Lênin justificava sua posição afirmando que existiam três correntes no movimento operário internacional na véspera da guerra mundial: os chauvinistas ou oportunistas consequentes; os inimigos consequentes do oportunismo, que podem fazer um trabalho revolucionário orientado à guerra civil; e “os homens desconcertados e vacilantes, que vão à rabeira do oportunismo e causam o maior dano ao proletariado”. Por isso, já em julho de 1915, ele defendia que “o futuro nos dirá se as condições para constituir uma nova Internacional estão maduras. Se sim, nosso partido ingressará com alegria nessa III Internacional, depurada do chauvinismo e do oportunismo”.

A conferência de Zimmerwald
Em setembro de 1915, um punhado de internacionalistas se reuniu na cidade suíça de Zimmerwald. Eram apenas 38 delegados de 11 países da Europa que aprovaram um manifesto em oposição à guerra e a formação de uma Comissão Socialista Internacional (ISK). Lênin depositou enormes esperanças na construção da nova Internacional a partir desta Primeira Conferência Socialista Internacional.

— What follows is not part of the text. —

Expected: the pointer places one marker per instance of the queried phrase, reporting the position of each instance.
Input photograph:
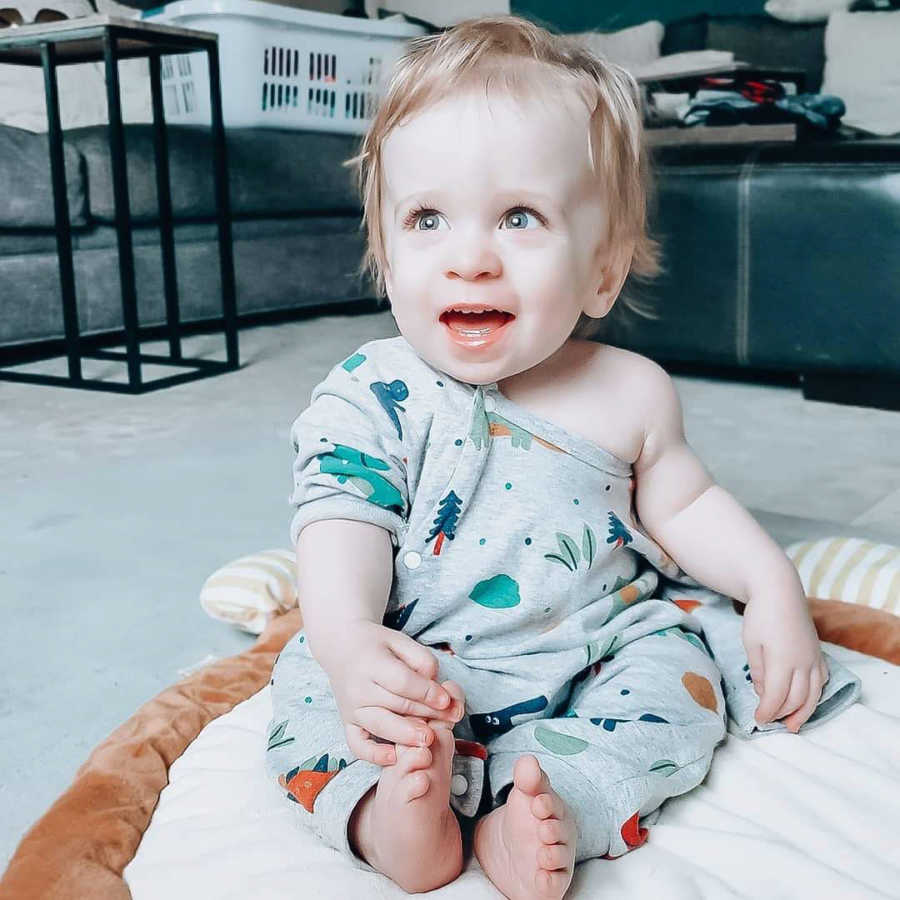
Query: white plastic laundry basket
(281, 67)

Em carta ao partido russo, Lênin dizia que era “um fato que este Manifesto dá um passo adiante na autêntica luta contra o oportunismo, pelo rompimento e separação dele” e que “seria sectarismo negar-se a dar esse passo adiante junto com a minoria dos alemães, franceses, suecos, noruegueses e suíços quando conservamos a plena liberdade e a plena possibilidade de criticar a inconsequência e conseguir mais”. Estava, assim, formada a Esquerda de Zimmerwald.

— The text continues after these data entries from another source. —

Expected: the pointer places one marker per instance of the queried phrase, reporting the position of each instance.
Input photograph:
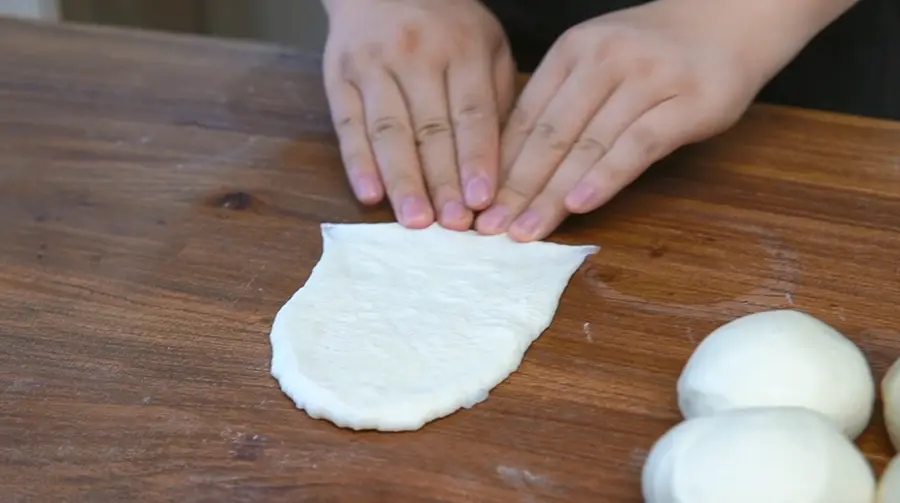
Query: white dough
(396, 327)
(779, 358)
(889, 486)
(765, 455)
(890, 395)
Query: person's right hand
(417, 90)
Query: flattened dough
(395, 327)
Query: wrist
(765, 35)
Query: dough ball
(889, 487)
(780, 358)
(890, 392)
(771, 455)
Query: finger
(627, 103)
(348, 117)
(505, 83)
(538, 92)
(476, 125)
(555, 132)
(654, 135)
(426, 95)
(390, 134)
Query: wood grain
(160, 199)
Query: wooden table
(160, 199)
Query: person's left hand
(614, 95)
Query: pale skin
(422, 94)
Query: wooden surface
(160, 199)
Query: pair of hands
(422, 95)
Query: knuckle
(549, 136)
(518, 120)
(515, 191)
(473, 157)
(472, 112)
(590, 146)
(387, 127)
(432, 129)
(648, 143)
(346, 124)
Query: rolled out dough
(396, 327)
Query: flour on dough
(396, 327)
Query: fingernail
(478, 191)
(527, 224)
(580, 197)
(453, 212)
(492, 220)
(414, 211)
(366, 187)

Em carta a Alexandra Kollontai, que em novembro de 1915 vivia nos Estados Unidos, Lênin anunciava o lançamento público dessa corrente. “Em poucos dias, publicaremos aqui um pequeno panfleto em nome da Esquerda de Zimmerwald. Sob esse nome gostaríamos de lançar internacionalmente nosso grupo de esquerda com sua proposta de resolução e manifesto”, e pedia a Kollontai para “publicá-lo na América em inglês também e, se possível, em outras línguas”.

Lênin tinha muitas esperanças no despertar da classe operária norte-americana, a mais numerosa do mundo na época. No mesmo mês de novembro, escrevia à Liga para a Propaganda Socialista, partido que se aproximava das posições da Esquerda de Zimmerwald: “Não defendemos a unidade dos partidos socialistas atuais (que predominam na II Internacional). Insistimos, ao contrário, na ruptura com os oportunistas nacionalistas e pela aliança com os marxistas revolucionários e os partidos da classe operária de todos os países”.

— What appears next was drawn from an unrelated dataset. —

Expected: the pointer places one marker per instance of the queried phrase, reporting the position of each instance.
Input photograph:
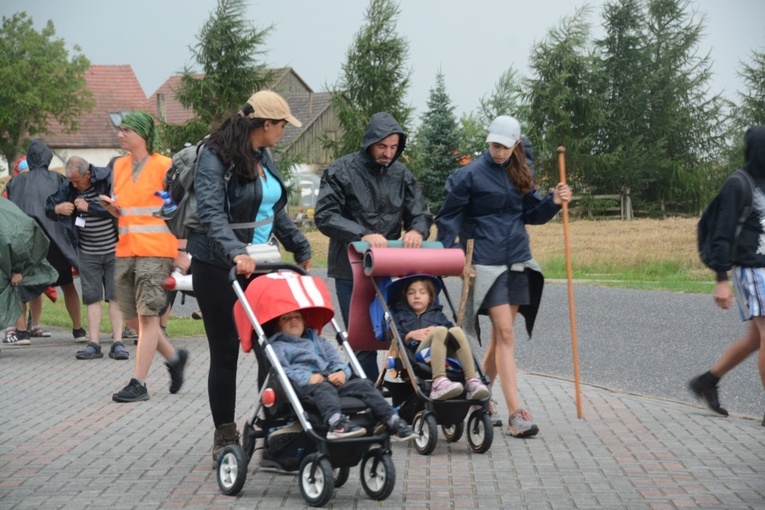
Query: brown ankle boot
(224, 435)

Mas as coisas não andavam da forma que Lênin gostaria. O ritmo do desenvolvimento e crescimento da esquerda revolucionária era muito lento, a guerra dificultava a comunicação e os membros da Esquerda de Zimmerwald vacilavam em relação ao rompimento com a direita, que Lênin tanto desejava. Em carta a Shlyapnikov, em março de 1916, desabafava e demonstrava toda sua angústia:

“Na Rússia (e agora na nova Internacional também) a questão da ruptura é fundamental… Mas quem está vacilando? Não apenas Trotsky e cia., mas também Yuri + Eug. B. (até o último verão eles estavam ‘fazendo cena´ por conta de Chkheidze!!). E os poloneses (a oposição)… Radek é o melhor deles; foi útil trabalhar com ele (e também com a esquerda de Zimmerwarld, por sinal), e nós realmente trabalhamos. Mas Radek também está vacilando.”

A conferência de Kienthal
Mas em abril de 1916 realizou-se a Segunda Conferência Socialista Internacional, em Kienthal, Suíça. Embora a fundação da III Internacional não tenha sido cogitada, Lênin voltou a ter esperança. Em nova carta a Shlyapnikov, em maio, ele comentou os resultados da conferência:

“Ao final das contas, um manifesto foi adotado: é um passo adiante, porque foi aceito pelos delegados franceses. Uma resolução criticando o pacifismo e outra sobre o BSI, criticando-o duramente, foram adotadas. De conjunto, é, apesar de tudo e do monte de defeitos, um passo em direção ao rompimento com os social-patriotas.”

A esquerda de Zimmerwald, composta por oito pessoas, passaria a doze em Kienthal! Mas não era com números que Lênin jogava, e sim com a força de sua política. Seu objetivo não era juntar um aglomerado de “socialistas em palavras” com um programa difuso, mas em afirmar o “socialismo de fato”, que se traduzisse em ações concretas pela tomada do poder. Por isso, após a conferência de Kienthal ele passou a defender a ruptura com a direita de Zimmerwald, novamente os centristas dirigidos por Kautsky, e expressa essa política em carta a Shlyapnikov de outubro de 1916.

“Considero que agora seja muito oportuno que na Rússia todos os dirigentes operários com consciência de classe compreendam essa necessidade e adotem resoluções pela ruptura orgânica com a II Internacional, com o Birô Internacional de Huysmans, Vandervelde e cia., para que a III constitua-se inequivocamente contra os kautskistas de todos os países (Cheidze e cia., também Martov e Axelrod = kautskistas russos), inequivocamente mediante a aproximação com quem assuma a posição da esquerda de Zimmerwald.”